Mikael Malkowski of the Hauptman-Woodward Medical Research Institute (HWI) and the Center for High-Throughput Structural Biology (CHTSB) discussed the development of detergent specific protein crystallization screens which are tuned to drive the crystallization of protein-detergent complexes (PDCs) by maintaining chemical conditions at the detergent phase-separation boundary (between soluble and insoluble detergent micelle formation). The CHTSB has conducted large scale chemical cocktail screening with a variety of commonly used detergents to identify chemical formulation conditions that span a broad range of conditions straddling the aqueous phase separation boundary for each detergent. The screening involves mixing defined detergent concentrations with a small amount of lipophilic dye tracer (e.g. porpyrin red), and quantifying the visible aggregation state of the detergent under various chemical conditions.
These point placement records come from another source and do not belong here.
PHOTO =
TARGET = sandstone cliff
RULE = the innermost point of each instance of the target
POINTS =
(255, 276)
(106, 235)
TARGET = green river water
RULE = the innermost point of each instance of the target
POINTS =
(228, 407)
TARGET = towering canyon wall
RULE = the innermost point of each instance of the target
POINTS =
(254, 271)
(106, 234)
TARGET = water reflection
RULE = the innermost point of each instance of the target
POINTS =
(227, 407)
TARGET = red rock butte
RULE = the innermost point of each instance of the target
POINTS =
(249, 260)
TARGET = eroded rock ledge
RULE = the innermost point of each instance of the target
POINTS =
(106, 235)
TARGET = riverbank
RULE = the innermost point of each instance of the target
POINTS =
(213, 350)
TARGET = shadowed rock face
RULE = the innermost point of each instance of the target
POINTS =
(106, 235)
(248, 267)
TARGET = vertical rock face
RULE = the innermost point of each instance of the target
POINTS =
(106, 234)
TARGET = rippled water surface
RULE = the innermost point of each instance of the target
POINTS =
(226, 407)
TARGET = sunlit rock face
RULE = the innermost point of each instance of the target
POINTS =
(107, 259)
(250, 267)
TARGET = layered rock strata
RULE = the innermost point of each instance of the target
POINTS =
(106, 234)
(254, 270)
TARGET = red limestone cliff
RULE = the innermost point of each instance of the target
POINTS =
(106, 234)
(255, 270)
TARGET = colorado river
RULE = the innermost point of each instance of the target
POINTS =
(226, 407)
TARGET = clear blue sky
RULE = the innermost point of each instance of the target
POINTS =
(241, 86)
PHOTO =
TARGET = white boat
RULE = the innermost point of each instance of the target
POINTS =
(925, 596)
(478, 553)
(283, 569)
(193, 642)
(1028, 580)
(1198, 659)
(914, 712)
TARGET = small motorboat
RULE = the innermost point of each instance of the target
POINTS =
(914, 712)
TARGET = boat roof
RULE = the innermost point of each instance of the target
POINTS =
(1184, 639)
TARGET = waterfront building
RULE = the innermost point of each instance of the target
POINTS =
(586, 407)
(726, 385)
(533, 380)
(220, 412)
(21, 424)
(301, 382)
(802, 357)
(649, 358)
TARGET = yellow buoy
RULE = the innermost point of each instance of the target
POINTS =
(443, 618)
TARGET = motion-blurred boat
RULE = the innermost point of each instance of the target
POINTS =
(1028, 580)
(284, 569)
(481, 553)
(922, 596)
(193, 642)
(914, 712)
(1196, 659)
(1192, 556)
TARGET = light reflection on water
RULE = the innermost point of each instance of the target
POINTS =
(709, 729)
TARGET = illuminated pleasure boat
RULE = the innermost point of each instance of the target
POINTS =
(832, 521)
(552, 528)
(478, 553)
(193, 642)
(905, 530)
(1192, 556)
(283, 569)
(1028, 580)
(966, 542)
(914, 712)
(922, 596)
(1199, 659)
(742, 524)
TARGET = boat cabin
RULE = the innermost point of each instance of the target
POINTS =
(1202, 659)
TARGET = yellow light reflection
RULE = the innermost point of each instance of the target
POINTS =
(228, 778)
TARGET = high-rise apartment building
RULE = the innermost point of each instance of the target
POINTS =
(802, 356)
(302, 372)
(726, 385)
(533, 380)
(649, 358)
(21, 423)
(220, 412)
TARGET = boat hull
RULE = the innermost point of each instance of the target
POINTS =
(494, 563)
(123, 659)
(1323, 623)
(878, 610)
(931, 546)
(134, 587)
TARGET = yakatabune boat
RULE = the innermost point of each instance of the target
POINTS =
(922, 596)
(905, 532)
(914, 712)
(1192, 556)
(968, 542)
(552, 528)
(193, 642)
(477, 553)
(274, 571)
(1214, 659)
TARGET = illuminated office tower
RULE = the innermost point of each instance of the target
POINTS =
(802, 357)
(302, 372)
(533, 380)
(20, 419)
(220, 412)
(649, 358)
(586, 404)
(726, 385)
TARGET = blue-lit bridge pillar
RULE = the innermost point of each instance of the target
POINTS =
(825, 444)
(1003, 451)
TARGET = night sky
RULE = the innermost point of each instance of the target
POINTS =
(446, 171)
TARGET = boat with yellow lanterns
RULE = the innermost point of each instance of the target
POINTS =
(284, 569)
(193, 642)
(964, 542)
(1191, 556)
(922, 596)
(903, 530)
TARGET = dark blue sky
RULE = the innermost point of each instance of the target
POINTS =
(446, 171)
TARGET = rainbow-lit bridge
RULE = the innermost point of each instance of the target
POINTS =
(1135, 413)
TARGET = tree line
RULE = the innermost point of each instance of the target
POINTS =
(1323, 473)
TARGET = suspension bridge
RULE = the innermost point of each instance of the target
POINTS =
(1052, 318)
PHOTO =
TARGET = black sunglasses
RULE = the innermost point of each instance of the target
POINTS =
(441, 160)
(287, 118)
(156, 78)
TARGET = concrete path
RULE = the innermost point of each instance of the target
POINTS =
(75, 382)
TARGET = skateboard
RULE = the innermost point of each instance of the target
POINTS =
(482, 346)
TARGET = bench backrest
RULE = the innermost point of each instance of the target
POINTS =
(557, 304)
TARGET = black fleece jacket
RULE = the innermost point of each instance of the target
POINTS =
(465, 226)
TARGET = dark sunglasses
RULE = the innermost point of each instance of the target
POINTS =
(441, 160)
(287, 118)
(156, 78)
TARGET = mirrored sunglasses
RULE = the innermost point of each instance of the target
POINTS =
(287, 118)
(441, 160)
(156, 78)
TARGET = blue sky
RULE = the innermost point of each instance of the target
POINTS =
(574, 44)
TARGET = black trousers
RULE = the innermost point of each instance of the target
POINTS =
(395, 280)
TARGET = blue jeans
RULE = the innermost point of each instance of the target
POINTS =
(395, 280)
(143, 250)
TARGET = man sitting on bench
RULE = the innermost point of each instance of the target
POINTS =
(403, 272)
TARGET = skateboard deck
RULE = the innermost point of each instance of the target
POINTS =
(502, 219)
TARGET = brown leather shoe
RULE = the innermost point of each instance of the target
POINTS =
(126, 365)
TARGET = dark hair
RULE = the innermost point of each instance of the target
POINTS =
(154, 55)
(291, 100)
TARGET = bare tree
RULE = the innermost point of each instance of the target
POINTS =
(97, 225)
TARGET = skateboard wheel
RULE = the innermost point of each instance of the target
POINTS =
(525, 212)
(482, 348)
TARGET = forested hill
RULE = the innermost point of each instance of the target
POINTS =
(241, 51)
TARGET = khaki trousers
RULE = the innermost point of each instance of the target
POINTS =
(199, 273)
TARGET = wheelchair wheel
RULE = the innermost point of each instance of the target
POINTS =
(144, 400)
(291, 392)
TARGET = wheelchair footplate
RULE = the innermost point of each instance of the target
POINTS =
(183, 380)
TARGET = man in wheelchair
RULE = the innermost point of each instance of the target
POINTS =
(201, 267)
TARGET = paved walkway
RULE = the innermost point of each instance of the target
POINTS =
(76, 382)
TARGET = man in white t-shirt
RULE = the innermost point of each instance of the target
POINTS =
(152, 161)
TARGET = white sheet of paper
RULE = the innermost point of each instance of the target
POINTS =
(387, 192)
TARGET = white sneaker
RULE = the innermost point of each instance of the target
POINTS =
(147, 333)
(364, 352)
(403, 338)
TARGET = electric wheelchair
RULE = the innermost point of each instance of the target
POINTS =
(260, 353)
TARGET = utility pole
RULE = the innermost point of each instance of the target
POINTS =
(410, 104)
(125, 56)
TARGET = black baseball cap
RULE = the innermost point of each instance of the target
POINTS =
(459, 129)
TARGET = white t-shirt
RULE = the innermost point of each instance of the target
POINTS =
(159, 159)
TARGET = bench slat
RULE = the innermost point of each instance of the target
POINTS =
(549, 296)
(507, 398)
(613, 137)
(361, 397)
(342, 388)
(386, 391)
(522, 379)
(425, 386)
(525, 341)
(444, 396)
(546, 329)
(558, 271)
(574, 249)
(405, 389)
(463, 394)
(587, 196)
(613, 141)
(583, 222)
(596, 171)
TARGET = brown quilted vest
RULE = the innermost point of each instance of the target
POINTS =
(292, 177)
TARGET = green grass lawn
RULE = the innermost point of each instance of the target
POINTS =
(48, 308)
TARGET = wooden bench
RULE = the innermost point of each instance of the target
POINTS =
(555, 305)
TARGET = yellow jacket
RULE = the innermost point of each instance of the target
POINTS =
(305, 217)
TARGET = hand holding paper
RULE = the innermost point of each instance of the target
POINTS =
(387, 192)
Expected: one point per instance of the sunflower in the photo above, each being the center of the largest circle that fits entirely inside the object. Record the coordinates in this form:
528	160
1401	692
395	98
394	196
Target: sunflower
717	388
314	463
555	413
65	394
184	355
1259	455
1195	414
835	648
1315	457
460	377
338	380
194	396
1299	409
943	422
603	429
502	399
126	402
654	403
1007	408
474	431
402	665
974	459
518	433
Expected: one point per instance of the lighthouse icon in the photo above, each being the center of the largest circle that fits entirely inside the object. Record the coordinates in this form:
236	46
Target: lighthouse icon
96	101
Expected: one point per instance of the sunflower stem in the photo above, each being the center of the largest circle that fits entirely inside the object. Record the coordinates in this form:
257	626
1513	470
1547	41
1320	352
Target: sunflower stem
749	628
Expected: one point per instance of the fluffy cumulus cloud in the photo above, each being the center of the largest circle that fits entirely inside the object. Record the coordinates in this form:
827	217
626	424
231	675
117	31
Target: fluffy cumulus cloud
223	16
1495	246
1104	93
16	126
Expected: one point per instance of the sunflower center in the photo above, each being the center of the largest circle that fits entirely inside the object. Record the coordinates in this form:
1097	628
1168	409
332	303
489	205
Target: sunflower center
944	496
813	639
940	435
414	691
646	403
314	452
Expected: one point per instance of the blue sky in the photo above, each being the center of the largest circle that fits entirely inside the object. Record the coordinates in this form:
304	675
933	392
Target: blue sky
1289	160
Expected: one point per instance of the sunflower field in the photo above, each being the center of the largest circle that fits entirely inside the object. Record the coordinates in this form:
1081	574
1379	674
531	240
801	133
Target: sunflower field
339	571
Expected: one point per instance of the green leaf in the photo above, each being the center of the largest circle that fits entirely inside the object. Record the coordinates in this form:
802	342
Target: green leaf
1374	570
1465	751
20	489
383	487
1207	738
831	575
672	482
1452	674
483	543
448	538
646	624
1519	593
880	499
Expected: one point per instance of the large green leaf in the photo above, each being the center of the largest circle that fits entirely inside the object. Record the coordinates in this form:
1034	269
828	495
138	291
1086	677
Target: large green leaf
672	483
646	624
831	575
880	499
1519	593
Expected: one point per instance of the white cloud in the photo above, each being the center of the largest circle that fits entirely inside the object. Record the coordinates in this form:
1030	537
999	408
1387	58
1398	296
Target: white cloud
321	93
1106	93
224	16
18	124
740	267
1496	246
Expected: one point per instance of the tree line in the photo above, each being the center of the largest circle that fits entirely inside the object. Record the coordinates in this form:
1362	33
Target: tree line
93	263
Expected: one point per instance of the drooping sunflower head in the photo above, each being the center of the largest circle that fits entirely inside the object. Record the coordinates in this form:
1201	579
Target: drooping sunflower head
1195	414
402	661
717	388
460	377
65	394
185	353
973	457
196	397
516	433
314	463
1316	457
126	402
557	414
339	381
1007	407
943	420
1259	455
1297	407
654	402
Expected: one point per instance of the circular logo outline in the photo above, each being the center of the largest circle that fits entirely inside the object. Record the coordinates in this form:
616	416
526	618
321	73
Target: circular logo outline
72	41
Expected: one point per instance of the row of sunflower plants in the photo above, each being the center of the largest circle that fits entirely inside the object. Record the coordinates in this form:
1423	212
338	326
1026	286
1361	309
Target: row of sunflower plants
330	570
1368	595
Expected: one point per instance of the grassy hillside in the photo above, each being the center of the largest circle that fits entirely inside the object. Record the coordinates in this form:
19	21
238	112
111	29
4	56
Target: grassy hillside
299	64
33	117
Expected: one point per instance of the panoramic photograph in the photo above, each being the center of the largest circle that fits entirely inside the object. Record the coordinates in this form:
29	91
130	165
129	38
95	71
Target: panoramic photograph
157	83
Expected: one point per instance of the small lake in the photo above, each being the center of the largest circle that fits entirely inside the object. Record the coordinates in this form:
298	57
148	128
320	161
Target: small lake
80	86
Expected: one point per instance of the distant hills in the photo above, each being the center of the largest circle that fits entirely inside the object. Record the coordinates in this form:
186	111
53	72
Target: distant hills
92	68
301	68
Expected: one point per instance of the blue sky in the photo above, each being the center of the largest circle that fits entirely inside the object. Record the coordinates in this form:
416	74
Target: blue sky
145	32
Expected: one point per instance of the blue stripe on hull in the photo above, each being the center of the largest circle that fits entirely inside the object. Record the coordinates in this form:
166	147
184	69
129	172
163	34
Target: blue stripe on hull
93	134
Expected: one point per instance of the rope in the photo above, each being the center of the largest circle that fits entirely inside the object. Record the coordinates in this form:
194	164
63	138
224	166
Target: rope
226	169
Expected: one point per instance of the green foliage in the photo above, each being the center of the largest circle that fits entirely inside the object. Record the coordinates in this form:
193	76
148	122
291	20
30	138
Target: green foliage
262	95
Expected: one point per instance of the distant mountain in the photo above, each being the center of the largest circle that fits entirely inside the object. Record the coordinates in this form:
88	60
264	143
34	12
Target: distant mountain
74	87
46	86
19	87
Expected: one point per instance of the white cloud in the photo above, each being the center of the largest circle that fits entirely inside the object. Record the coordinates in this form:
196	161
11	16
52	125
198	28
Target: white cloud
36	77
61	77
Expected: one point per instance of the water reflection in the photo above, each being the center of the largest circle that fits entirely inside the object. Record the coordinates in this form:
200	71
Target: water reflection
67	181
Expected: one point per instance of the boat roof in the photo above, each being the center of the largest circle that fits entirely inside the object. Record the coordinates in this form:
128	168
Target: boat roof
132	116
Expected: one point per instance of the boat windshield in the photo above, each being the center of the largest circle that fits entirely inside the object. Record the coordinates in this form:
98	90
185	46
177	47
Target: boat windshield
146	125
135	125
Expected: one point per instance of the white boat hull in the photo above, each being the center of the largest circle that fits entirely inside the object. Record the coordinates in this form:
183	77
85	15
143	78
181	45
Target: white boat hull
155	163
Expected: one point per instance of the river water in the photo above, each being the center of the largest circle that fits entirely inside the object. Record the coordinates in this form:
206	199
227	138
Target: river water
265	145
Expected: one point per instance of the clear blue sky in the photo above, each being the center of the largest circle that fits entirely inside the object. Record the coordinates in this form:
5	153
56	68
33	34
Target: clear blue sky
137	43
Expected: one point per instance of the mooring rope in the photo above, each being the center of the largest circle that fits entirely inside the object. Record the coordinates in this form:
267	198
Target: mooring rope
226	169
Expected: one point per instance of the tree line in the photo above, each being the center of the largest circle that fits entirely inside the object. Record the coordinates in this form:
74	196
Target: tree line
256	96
This information has been used to design specific crystallization screens for each of the commonly used detergents in membrane protein crystallization. The utility of these new screens has been demonstrated for two integral membrane protein targets, the Bor1 transporter from yeast and another unnamed community provided protein X. The screens that are chemically tuned to the phase boundary of the detergents used to solubilize these proteins have yielded novel crystal hits which are currently being optimized with the drop-volume ratio / temperature (DVRT) screening approach also developed at the HWI. will soon be examined for X-ray diffraction quality.